Please Note: This article is written for users of the following Microsoft Excel versions: 97, 2000, 2002, and 2003. If you are using a later version (Excel 2007 or later), this tip may not work for you. For a version of this tip written specifically for later versions of Excel, click here: Combining Multiple Rows in a Column.

Combining Multiple Rows in a Column

by Allen Wyatt
(last updated June 21, 2018)

2

Bonnie described a common problem that occurs when importing a file into Excel. The file being imported is a scanned text file, and the import goes just fine, with one small glitch: in one column where there was wrapped text in the original document, the text now occupies several rows in the worksheet. Bonnie is looking for a way to combine those rows back into a single cell in that column.

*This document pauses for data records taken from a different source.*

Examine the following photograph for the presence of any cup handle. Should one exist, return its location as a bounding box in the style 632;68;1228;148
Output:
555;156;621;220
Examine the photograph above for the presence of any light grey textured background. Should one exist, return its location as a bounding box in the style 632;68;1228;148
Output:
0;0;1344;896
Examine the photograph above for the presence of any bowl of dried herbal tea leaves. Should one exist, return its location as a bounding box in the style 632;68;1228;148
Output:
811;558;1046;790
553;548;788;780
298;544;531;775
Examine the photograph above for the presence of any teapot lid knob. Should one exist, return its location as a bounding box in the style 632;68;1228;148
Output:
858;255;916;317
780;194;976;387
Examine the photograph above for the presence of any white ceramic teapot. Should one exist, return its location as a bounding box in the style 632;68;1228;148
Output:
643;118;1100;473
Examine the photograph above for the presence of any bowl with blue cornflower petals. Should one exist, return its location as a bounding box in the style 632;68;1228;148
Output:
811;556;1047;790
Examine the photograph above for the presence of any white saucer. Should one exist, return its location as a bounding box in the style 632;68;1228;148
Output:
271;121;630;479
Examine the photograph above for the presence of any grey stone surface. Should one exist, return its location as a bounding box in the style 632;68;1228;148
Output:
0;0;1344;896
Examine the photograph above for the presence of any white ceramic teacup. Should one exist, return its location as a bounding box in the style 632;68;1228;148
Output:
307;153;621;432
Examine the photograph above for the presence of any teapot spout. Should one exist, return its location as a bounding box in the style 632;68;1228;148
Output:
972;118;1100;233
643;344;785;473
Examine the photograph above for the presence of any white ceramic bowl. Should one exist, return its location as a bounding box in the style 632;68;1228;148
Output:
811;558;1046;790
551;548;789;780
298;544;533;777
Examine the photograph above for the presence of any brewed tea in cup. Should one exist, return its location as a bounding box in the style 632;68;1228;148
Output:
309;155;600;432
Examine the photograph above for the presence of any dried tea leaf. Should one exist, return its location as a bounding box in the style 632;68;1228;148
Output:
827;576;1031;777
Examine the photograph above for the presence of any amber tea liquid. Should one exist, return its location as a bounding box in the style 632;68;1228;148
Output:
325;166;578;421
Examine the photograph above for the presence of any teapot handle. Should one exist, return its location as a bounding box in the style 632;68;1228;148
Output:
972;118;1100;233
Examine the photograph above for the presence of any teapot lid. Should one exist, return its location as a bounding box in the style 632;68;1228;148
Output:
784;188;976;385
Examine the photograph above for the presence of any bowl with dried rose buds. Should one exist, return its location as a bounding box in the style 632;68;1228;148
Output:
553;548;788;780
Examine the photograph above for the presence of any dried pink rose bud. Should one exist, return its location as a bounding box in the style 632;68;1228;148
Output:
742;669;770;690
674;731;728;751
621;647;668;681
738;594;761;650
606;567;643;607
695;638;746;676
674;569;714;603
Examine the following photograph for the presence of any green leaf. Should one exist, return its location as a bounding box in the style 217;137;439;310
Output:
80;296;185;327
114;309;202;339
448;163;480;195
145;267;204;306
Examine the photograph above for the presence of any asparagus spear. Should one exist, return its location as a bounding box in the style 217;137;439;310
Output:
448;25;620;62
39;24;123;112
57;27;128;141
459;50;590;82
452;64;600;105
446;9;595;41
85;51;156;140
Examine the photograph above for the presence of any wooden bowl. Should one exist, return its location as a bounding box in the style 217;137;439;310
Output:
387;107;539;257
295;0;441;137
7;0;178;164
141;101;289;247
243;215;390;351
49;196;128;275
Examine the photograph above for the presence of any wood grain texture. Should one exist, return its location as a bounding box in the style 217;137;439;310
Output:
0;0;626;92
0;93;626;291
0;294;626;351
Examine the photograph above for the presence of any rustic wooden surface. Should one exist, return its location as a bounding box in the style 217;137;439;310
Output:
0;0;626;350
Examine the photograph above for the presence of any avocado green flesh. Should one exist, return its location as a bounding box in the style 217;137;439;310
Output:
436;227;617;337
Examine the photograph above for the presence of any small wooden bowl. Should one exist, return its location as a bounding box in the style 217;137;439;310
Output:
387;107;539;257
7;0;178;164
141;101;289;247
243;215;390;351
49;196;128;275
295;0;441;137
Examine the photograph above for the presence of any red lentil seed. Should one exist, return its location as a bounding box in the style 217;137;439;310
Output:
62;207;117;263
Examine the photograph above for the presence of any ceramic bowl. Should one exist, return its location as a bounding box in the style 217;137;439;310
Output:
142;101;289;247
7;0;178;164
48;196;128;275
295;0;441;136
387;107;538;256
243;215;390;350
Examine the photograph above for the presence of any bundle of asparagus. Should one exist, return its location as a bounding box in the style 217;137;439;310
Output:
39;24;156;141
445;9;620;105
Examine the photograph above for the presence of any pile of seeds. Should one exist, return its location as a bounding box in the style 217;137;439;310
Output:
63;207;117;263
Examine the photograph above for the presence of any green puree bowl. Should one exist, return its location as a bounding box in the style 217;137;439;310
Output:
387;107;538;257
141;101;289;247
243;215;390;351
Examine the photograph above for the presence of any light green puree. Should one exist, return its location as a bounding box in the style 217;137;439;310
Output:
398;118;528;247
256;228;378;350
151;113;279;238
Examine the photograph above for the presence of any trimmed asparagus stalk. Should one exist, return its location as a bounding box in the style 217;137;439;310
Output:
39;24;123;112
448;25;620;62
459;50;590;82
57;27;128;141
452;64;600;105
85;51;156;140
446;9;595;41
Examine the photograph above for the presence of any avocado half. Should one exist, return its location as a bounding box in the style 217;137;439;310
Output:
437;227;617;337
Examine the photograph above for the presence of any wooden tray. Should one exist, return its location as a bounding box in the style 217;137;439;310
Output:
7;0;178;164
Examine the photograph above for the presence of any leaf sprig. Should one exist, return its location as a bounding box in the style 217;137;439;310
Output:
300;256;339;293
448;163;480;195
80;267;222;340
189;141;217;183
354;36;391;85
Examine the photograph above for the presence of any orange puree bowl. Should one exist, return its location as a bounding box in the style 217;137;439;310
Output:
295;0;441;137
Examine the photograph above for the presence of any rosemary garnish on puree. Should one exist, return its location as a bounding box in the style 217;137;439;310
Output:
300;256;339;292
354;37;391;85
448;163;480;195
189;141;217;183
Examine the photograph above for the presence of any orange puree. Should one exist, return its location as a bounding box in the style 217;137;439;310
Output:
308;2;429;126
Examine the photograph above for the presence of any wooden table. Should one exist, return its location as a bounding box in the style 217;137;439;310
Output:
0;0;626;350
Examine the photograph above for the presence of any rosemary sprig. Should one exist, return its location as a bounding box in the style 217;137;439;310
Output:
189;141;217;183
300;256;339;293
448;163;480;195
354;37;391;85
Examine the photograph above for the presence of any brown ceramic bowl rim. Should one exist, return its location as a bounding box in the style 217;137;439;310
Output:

There are a couple of ways this can be done. If you don't have to do this too often, a formulaic approach may be best. Just use the ampersand (&) to concatenate the contents of the rows you want to combine:

=C6 & " " & C7 & " " & C8 & " " & C9

The result is all the text combined into a single cell. You can copy this result to the Clipboard, and then use Paste Special to put it into the final cell where you need it. Finally you can delete the original multiple rows that are no longer needed.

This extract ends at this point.